If you only send one follow-up, you’re leaving money on the table. Funnelflare lets you create multi-step sequences. Here’s how to make a sequence that doesn’t annoy people:

  1. Create a new sequence. Name it something clear (“3-step CTO Outreach”).
  2. Add your first template. This is your opener—keep it short and relevant.
  3. Schedule the next step. Wait 2-4 days, then send a short follow-up (“Just checking if you saw my last note…”).
  4. Add a breakup email. After another few days, send a final message giving them an easy out (“If this isn’t relevant, just let me know. No hard feelings.”)

What works: - Three to four steps max. More than that, and you’re just pestering people. - Changing up your messaging slightly each time. - Ending with a polite exit option.

What doesn’t: - Sending the same email three times in a row (“Bumping this to the top…”) - Gimmicky subject lines (“Did you get abducted by aliens?”—please, don’t.)

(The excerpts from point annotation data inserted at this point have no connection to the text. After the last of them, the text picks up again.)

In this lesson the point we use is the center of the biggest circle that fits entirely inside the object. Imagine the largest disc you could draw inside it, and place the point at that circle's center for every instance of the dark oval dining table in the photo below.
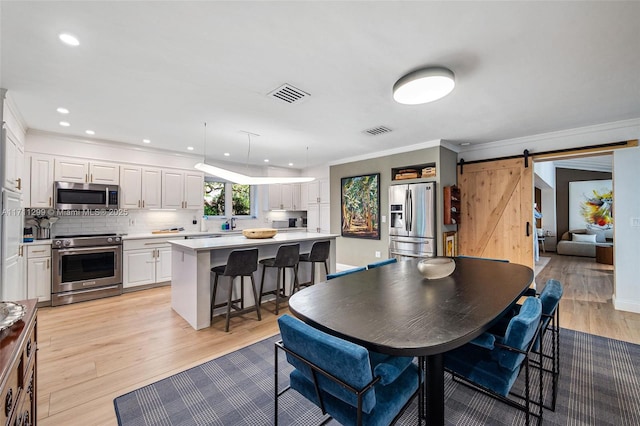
(394, 310)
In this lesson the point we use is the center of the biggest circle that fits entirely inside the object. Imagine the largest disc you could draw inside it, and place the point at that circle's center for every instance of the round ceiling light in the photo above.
(69, 39)
(424, 85)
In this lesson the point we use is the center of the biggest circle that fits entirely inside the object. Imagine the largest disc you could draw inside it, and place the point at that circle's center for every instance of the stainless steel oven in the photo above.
(85, 267)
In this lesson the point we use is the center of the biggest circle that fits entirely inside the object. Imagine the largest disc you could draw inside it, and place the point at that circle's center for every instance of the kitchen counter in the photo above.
(192, 260)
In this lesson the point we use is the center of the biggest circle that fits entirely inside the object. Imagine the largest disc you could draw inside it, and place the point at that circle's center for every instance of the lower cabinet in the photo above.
(146, 262)
(18, 365)
(39, 272)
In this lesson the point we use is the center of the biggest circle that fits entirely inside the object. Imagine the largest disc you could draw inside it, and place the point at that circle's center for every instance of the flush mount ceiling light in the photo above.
(239, 177)
(424, 85)
(69, 39)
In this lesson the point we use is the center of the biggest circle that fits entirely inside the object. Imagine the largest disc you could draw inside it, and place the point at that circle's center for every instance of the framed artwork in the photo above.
(450, 241)
(591, 205)
(360, 206)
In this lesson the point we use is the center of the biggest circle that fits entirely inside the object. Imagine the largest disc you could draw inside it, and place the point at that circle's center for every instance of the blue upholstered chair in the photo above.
(347, 272)
(550, 298)
(349, 383)
(492, 363)
(382, 263)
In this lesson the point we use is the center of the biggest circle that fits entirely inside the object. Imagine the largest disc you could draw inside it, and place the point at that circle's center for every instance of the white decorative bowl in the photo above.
(259, 232)
(436, 267)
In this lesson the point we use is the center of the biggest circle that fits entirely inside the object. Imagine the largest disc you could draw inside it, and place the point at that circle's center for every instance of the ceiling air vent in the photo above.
(375, 131)
(289, 94)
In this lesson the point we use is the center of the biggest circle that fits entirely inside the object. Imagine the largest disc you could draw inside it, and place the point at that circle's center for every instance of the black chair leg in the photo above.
(255, 297)
(226, 325)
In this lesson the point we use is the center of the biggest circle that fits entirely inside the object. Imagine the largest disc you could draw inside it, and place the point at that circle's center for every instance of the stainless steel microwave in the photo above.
(86, 196)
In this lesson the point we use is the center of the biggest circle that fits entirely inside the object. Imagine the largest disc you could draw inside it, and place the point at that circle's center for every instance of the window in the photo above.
(225, 199)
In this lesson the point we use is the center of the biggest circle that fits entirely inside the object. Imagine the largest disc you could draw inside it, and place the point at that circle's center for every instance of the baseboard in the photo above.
(626, 305)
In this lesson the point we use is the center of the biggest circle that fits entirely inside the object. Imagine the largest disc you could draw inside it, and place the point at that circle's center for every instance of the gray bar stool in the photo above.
(240, 263)
(286, 257)
(319, 253)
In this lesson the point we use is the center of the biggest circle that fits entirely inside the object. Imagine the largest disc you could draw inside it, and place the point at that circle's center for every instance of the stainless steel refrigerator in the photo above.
(412, 220)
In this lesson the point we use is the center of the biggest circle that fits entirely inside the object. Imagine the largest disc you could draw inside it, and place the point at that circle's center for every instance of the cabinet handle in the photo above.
(8, 402)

Step 5: Test, tweak, and don’t be precious

Even the best template gets stale. Here’s how to keep things fresh and effective:

  • A/B test subject lines and calls to action. Funnelflare lets you run simple tests. Use it.
  • Check your open and reply rates. If something tanks, don’t be sentimental—change it.
  • Ask your team for feedback. Odds are, someone else has a better line or noticed a mistake.
  • Update your templates every month or two. What worked last quarter might be getting ignored now.

Pro tip: Don’t get too hung up on perfection. Good and sent beats perfect and sitting in drafts.


Step 6: Avoid rookie mistakes

Here’s what trips up most people new to sales automation:

  • Not testing your merge fields. There’s nothing worse than “Hi {{FirstName}},” going out to your whole list.
  • Sounding like a bot. If you wouldn’t say it out loud, don’t send it.
  • Blasting everyone with the same pitch. Segment your lists, or risk tanking your domain reputation.
  • Ignoring replies. Templates are only the start—you still have to follow up like a human.

What to automate, what to do yourself

Templates are great for:

  • Intro/outreach emails
  • Meeting reminders
  • Follow-ups after no response
  • Basic check-ins

But some things still need a human touch:

  • Detailed proposals
  • Pricing conversations
  • Handling objections or complex questions

If a template gets you to the point of a real conversation, let the template stop there. Don’t try to automate your way to closing deals—people can tell.


Keep it simple, iterate, and don’t overthink

The goal isn’t to build a “perfect” set of templates. It’s to stop reinventing the wheel every time you hit “compose.” Start with something basic, personalize a little, and see what actually works. Track your results, tweak what’s broken, and don’t be afraid to scrap a template that’s fallen flat.

Funnelflare’s templates can save you a ton of time and help you focus on the conversations that matter. Just remember: it’s a tool, not a shortcut to good sales. Use it to do the grunt work, so you can do the real work.

Now, go clean up your templates—and maybe your prospect list while you’re at it.